NFC phones could make us even greener, because phones could eliminate paper receipts for many transactions, not just the ones under $15. At the moment, NFC phones simply emulate cards, and that makes sense because banks and operators want to roll them out without needing changes to the existing infrastructure. Looking forward, though, that’s not enough to open up the POS transaction to the kind of value-adding services that are being envisaged. A simple change to the payment protocol could flag to the POS that it’s a phone not a card and therefore — as an obvious example — can receive a receipt electronically. It shouldn’t take much to devise an appropriate XML coding (there may be a suitable one buried in the OTP standard somewhere).

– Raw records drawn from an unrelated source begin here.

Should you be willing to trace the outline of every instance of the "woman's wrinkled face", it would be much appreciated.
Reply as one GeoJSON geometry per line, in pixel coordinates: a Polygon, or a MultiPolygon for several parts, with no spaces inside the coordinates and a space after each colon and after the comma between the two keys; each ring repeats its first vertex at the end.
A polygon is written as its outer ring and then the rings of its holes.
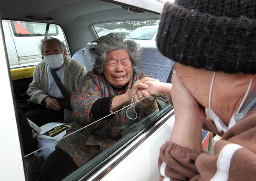
{"type": "Polygon", "coordinates": [[[104,76],[114,87],[121,88],[131,78],[131,63],[126,50],[112,50],[108,52],[103,66],[104,76]]]}

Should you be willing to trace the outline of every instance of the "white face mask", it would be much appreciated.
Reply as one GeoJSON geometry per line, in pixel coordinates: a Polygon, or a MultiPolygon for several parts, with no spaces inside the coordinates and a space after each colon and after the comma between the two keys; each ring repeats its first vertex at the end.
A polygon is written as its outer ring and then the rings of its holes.
{"type": "Polygon", "coordinates": [[[52,68],[58,68],[64,63],[62,54],[44,55],[44,59],[52,68]]]}
{"type": "Polygon", "coordinates": [[[213,121],[213,122],[214,122],[214,123],[215,124],[215,125],[216,125],[216,127],[219,131],[223,131],[224,133],[226,133],[228,129],[230,129],[232,126],[234,125],[237,122],[241,119],[244,116],[244,114],[242,113],[239,113],[239,111],[241,108],[241,107],[243,105],[244,101],[245,100],[245,99],[249,93],[249,91],[252,85],[253,79],[251,79],[250,81],[248,88],[247,89],[246,93],[244,96],[244,99],[240,104],[238,109],[236,111],[236,112],[234,113],[234,114],[233,114],[232,116],[228,127],[223,122],[222,120],[220,118],[219,118],[218,116],[217,116],[213,112],[212,109],[211,109],[211,97],[212,96],[212,85],[213,85],[214,78],[215,77],[215,72],[213,73],[212,79],[212,82],[211,83],[210,93],[209,95],[209,107],[205,109],[205,114],[209,117],[209,118],[210,118],[213,121]]]}

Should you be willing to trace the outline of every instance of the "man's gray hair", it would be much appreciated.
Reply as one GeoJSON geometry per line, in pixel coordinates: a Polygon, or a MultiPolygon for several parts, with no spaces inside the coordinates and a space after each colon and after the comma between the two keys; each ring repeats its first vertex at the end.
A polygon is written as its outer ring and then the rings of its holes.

This might be an interesting angle to try in one of the current set of NFC pilots. Since a variety of pilots have already established that using NFC phones as “cards” seems to work, perhaps some of the bank and retailers could consider have looking at this in one of the trials getting underway. There are quite a few too choose from. One the recently announced trials is the “Payez Mobile” one involving 1,000 people in Strasbourg and Caen. This is worth following as it involves all three French mobile operators, six major banks, three handset suppliers (Motorola, LG and Sagem) and both Visa and MasterCard, so it should provide some useful lessons about interoperability. I was surprised by this comment in the announcement though. Jérôme Sion, director for mobile contactless activities at Gemalto (and a very nice chap) said:

I don’t think it will replace cash… Just as checks didn’t replace cash, and bank cards didn’t replace checks, you will still have cash along with the contactless phone.

But bank cards have replaced cheques in the U.K., just not in France, so we are already greener than they are.

These opinions are my own (I think) and presented solely in my capacity as an interested member of the general public [posted with ecto]

1 comment

  1. Interesting bit about Barclaycard and carbon footprinting. I just spoke with AmEx Monday about that. They are also doing green benchmarking for commercial customers.